Over the past few weeks following the broad deleveraging in early August, bitcoin has not fared as well as U.S. stocks and other macro assets.
Monday, Aug. 4, the market for cryptocurrencies lost around $367 billion in value in a 24-hour span. Along with a more general drop in stocks on one of the worst days for risk assets since the 1987 “Black Monday” disaster, this selloff coincided with
According to Friday’s Coinbase Weekly report, bitcoin has underperformed equities indices since the early August deleveraging event.
Comparatively to the S&P 500, where index levels are actually 1.41 standard deviations over their three-month normal, bitcoin pricing is currently 0.50 standard deviations below its three-month average, Coinbase analysts David Duong and David Han stated.

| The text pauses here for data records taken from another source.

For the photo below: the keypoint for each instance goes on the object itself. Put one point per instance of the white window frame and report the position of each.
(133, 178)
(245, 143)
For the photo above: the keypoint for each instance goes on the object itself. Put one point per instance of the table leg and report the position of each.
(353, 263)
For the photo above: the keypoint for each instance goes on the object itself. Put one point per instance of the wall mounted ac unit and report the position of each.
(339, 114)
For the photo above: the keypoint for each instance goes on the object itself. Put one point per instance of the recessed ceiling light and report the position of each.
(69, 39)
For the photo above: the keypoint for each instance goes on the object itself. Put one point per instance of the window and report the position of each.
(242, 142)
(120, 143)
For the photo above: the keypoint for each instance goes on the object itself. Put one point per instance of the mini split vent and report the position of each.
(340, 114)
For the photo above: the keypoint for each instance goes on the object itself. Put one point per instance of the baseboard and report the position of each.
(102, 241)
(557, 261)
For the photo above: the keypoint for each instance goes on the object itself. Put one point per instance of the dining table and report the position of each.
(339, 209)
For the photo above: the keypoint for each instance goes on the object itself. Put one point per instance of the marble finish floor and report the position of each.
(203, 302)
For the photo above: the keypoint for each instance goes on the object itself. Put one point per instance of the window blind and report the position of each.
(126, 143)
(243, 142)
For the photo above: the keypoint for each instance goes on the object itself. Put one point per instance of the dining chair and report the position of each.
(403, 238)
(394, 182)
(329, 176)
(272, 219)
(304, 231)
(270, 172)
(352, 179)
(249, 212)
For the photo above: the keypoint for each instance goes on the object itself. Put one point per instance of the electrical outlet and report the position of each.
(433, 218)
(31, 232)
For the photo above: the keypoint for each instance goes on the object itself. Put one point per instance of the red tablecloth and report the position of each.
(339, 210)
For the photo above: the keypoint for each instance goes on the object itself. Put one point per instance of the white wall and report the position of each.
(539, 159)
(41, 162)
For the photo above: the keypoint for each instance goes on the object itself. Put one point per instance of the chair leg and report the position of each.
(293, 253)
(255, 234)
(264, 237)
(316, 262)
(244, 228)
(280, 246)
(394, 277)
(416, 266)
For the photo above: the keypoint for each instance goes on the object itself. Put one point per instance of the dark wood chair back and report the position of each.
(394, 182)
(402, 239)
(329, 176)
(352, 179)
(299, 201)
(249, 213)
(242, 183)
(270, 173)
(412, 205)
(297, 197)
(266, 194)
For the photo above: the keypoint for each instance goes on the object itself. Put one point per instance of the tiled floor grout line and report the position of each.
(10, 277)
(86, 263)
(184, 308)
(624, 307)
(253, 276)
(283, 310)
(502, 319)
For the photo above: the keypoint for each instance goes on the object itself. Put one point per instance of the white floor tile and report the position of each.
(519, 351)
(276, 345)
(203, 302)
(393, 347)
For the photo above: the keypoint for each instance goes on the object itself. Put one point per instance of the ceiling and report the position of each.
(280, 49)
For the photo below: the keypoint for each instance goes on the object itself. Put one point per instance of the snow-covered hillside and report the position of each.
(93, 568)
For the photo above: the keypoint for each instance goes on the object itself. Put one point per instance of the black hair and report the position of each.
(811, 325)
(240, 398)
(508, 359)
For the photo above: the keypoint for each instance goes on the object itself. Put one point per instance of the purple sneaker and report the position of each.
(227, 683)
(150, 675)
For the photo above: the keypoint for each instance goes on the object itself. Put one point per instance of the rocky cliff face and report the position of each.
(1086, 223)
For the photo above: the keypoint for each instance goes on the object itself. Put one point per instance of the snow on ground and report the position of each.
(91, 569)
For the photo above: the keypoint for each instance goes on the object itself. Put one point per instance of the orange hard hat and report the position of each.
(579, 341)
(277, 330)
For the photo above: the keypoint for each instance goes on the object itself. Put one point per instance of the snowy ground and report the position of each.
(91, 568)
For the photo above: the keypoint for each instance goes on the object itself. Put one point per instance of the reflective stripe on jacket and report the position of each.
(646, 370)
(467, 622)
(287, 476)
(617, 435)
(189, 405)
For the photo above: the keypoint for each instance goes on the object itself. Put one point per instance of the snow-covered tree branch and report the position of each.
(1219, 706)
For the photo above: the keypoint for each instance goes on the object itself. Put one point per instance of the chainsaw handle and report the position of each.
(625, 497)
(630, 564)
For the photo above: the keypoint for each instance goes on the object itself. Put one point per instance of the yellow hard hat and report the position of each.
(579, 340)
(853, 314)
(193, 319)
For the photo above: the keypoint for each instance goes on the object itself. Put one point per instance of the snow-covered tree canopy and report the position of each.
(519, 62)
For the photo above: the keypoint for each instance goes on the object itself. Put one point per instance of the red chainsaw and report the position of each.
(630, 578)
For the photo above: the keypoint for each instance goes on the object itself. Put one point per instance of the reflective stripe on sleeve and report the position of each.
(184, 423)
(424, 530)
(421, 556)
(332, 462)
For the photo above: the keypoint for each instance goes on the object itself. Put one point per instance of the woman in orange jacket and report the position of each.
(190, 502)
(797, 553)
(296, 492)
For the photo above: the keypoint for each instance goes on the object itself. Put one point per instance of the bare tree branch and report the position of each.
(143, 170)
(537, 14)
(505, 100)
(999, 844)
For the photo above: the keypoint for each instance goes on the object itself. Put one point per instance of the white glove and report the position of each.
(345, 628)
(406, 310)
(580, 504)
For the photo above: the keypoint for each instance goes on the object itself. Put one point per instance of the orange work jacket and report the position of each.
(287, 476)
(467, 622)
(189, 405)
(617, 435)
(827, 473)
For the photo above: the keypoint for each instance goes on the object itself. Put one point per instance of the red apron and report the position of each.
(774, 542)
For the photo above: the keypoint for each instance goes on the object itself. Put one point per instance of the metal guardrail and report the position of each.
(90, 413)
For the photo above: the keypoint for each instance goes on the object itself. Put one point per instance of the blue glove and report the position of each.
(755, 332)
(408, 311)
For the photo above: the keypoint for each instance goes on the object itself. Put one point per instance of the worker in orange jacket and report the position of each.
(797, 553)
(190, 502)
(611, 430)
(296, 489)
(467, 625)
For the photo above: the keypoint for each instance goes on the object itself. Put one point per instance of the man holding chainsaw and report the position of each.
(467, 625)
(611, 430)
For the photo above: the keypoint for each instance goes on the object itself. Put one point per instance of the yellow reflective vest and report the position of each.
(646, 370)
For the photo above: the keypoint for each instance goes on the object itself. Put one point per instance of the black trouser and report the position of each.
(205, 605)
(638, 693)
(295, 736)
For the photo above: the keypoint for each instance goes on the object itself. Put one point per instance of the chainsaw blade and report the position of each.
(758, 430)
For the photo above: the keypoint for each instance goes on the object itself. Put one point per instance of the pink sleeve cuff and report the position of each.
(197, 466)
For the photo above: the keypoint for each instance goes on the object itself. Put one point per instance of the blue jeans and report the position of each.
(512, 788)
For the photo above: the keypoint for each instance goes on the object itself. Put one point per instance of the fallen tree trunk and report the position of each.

The analysts also noted that bitcoin’s recent price performance has been erratic, trading inside a rather narrow range, which is in line with worries about the absence of a new unique narrative to propel the value of the commodity.
“Since early August, bitcoin prices have not been able to totally recover. Lack of stories and the fact that September is a seasonally difficult period for cryptocurrencies are keeping traders on the sidelines,” Duong and Han said.
The analysts attributed this mostly to slowing exchange-traded fund (ETF) flows, bitcoin-specific supply overhangs, and a recovery in the international US dollar index, which might be dragging down crypto performances.
“That said, ether has continued to underperform bitcoin; ETH/BTC reaches new year-to-date lows amid spot Ethereum ETF outflows,” they stated.